Coming to programming late shouldnt be seen as a hurdle, Gray says. He only picked it up towards the end of university, yet you can spot his name in the credits of Halo 2. All the fundamentals, he says, come from maths.

“What we learn in mathematics is quite abstract,” he says. “I don’t apply most of it in day-to-day life. But as soon as I used the same problem-solving skills to create computer graphics, I could show them to people. I couldn’t show them a theorem I learned. No one’s going to say, ‘That’s beautiful code’. But they will look at the results and see that it’s fun. Those are the skills you’re picking up, without even realising it, just by doing maths. That’s why you don’t just get marks for giving the right answer; you get marks for how you got there.”
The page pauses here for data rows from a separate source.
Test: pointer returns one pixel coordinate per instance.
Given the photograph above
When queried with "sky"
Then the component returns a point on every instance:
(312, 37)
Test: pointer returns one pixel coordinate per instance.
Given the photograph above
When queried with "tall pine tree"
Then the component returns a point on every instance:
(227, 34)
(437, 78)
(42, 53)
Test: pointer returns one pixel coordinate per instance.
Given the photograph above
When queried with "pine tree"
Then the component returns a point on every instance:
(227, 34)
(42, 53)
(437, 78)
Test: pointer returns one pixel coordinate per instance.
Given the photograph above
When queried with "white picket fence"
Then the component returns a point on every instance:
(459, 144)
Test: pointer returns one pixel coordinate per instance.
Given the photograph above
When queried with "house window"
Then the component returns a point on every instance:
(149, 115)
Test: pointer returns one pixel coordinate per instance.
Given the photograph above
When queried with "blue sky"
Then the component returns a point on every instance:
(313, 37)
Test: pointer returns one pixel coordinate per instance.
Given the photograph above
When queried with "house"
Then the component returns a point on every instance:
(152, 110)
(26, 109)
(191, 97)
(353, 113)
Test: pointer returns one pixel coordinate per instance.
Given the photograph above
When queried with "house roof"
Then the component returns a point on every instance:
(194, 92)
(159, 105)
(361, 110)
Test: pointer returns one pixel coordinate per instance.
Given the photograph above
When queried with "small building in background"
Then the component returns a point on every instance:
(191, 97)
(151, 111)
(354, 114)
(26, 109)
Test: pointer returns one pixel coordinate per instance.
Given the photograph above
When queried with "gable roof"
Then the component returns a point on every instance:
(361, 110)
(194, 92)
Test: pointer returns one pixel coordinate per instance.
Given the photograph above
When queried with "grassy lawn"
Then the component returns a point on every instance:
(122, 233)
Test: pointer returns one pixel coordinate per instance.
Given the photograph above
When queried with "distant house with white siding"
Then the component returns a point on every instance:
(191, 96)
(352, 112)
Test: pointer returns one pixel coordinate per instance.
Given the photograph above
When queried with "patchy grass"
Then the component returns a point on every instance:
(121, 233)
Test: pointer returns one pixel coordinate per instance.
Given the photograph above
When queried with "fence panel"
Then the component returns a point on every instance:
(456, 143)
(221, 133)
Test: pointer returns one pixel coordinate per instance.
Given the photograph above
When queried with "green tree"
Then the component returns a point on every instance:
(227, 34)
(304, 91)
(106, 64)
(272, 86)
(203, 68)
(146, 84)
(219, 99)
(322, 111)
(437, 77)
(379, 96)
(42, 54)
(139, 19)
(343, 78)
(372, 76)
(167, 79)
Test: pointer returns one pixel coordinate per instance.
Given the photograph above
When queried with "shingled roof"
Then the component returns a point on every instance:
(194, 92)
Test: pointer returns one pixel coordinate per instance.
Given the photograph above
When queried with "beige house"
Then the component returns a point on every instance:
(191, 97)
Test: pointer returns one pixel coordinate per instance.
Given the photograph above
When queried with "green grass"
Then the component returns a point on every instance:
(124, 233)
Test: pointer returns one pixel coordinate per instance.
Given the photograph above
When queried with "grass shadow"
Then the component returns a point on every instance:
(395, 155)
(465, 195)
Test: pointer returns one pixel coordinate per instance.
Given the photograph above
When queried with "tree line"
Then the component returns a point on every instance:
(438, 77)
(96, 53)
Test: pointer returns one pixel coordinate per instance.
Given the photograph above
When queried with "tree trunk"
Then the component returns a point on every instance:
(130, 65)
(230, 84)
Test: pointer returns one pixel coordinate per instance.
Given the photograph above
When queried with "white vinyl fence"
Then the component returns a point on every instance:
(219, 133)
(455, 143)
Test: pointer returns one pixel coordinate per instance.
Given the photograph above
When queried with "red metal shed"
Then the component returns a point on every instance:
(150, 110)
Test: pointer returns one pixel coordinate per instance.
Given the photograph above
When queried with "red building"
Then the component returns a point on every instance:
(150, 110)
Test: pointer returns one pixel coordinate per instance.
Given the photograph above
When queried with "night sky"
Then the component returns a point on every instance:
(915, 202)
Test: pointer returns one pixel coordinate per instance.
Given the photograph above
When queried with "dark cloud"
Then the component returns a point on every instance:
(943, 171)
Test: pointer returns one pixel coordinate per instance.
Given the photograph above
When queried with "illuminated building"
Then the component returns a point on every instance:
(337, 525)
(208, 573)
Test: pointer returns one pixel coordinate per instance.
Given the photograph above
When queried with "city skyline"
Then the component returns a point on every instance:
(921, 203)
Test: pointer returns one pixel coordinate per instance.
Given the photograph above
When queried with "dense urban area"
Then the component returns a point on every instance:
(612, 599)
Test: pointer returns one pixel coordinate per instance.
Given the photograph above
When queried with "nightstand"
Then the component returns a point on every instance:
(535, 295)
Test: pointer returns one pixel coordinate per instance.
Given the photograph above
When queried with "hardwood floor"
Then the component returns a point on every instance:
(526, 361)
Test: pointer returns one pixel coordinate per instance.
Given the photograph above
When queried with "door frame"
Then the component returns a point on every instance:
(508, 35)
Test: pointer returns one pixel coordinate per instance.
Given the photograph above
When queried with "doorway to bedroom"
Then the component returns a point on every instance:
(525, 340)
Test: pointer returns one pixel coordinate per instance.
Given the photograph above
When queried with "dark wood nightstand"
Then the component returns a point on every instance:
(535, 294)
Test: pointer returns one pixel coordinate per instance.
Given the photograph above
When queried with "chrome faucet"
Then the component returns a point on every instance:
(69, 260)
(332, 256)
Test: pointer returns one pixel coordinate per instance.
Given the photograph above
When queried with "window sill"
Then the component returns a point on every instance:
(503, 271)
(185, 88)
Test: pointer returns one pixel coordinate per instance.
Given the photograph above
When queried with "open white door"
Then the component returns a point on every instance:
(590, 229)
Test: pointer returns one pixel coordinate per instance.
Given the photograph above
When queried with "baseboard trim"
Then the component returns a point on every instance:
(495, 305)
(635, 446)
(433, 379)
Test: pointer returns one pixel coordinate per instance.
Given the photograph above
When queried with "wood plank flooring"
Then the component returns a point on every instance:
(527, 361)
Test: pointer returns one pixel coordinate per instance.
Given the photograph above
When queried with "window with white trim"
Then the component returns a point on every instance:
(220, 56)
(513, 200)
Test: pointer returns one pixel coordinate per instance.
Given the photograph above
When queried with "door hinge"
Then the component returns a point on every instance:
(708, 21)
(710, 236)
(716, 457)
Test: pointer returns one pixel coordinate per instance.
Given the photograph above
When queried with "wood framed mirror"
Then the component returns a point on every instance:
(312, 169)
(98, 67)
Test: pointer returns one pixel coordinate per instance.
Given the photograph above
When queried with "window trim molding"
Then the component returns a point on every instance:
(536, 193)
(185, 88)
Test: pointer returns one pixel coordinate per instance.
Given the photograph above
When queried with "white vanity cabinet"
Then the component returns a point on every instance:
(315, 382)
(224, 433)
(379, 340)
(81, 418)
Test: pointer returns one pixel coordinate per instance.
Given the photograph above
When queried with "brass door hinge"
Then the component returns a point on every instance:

From Architect to Games Designer:

Phil Campbell went from designing pubs and restaurants in his hometown of Portrush, Co Down, to working on Legoland and EuroDisney before being headhunted to become a creative director for computer games.

His architecture background meant he could visualise expansive worlds and design them with computer models.

The elements of physics, structure, sociology and psychology he picked up from his studies then led him to specialise in interactive narrative – telling stories from multiple viewpoints, which can be altered along the way. Here are some of his career highlights:

Lara Croft: Tomb Raider

“For five years I looked after the PC side of the franchise, which included three editions and a toolkit where you could make your own level,” says Campbell. This involved creating a world where players make intelligent decisions about the direction Croft had to go in, be it through “maximum visibility” landscapes where the user felt clever or “instant death” pitfalls where they learned the hard way.

The Godfather

As EA’s creative director, Campbell didn’t want simply to create a game version of the classic 1972 film, but a “living” Godfather world in which the events of the movie play out interactively. “I’m a concept guy,” says Campbell. “So I was responsible for creating the mission designs, new characters, world map, building layouts – even all the dialogue for Marlon Brando and Robert Duvall.”

James Bond

As creative director for 007: Everything or Nothing, Campbell "switched Bond from a first-person shooter to third-person adventure", mapping out his initial vision by creating a concept based on a classic Bond adventure, complete with title sequence and plenty of car-chases, in one day. "It's not all about art and engineering," he says. "In fact it's hard to teach game design because there are so many ways in."

Omikron: The Nomad Soul

Released on the PC in 1999 and the Dreamcast in 2000, Omikron was a precursor to Grand Theft Autoin being the first game to offer total freedom of movement in a real-time 3D environment. "This is the one I'm most proud of," says Campbell.

“It wasn’t a hit but it had a cult following. I was the senior designer and I got David Bowie to come on board. He loved the concept and we ended up hiring a flat in Paris where we’d brainstorm ideas for his character and songs. That was a dream.”